C. E. M.

La comunicazione tra persone di lingua diversa è sempre stata un problema rilevante, affrontato di volta in volta con metodi e strumenti non definitivi e spesso discutibili.
 
La soluzione più comune per coloro che non appartengono ai popoli predominanti (dal punto di vista economico, politico, culturale o militare) è sempre stata quella di impararne la lingua, normalmente con grande dispendio di tempo, di energie e anche (perché non dirlo?) di soldi, ma con un risultato quasi sempre modesto se rapportato agli sforzi.

Questa soluzione però fornisce uno strumento per comunicare con persone dei popoli egemoni, e in larga misura con persone di lingue diverse ma non egemoni, ed è perciò la soluzione storicamente adottata con maggiore frequenza per la comunicazione internazionale nella sua forma più essenziale ed elementare, quella cioè rivolta a soddisfare le necessità minime vitali, prescindendo da un "poliglottismo" riservato ad una ristretta élite.
Nel mondo occidentale vediamo prevalere di volta in volta (per citare solo i casi più importanti) il greco, il latino, lo spagnolo, il francese ed ora l'inglese (in altre zone di influenza si usano o si sono usati il russo, il cinese, l'arabo e tante altre lingue).
 
Per quanto in pratica l'uso delle lingue egemoni rappresenti un passo verso la soluzione del problema, non si può certo dire che esso sia la soluzione migliore rispetto al costo e allo sforzo di apprendimento, alla qualità della comunicazione risultante.
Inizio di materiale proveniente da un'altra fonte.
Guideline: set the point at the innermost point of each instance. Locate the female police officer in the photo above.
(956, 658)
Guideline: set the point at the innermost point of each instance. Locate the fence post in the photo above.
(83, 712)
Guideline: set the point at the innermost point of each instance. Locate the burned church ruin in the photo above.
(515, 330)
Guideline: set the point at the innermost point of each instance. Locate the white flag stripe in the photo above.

Persino chi parla come lingua madre una lingua dominante (come l'inglese) soffre nel sentirla maltrattare da chi la usa approssimativamente o in varietà  per lui "dialettali"; e se un britannico, un americano, un australiano e uno scozzese possono avere le loro reciproche difficoltà ad intendersi, tanto più può averle l'italiano che cerca di spiegarsi in inglese con un cinese o un giapponese, pur mantenendo la conversazione nei termini più semplici: infatti in tali casi ogni approfondimento è quasi impossibile.
 
Data questa situazione, l'unica soluzione vantaggiosa per tutti sarebbe l'uso, come seconda lingua, di una lingua neutra, cioè non madre per nessuno, molto facile da imparare, ma flessibile, completa ed espressiva. 

Il CEM sostiene l'esperanto, lingua già utilizzata da qualche milione di persone in tutto il mondo, che ha tutte le caratteristiche necessarie a un'efficace comunicazione fra persone di culture diverse, si può imparare molto bene in qualche settimana di studio non intenso con costi prossimi allo zero (e gratis su Internet), e finora si è sempre dimostrata pari a qualunque esigenza di comunicazione.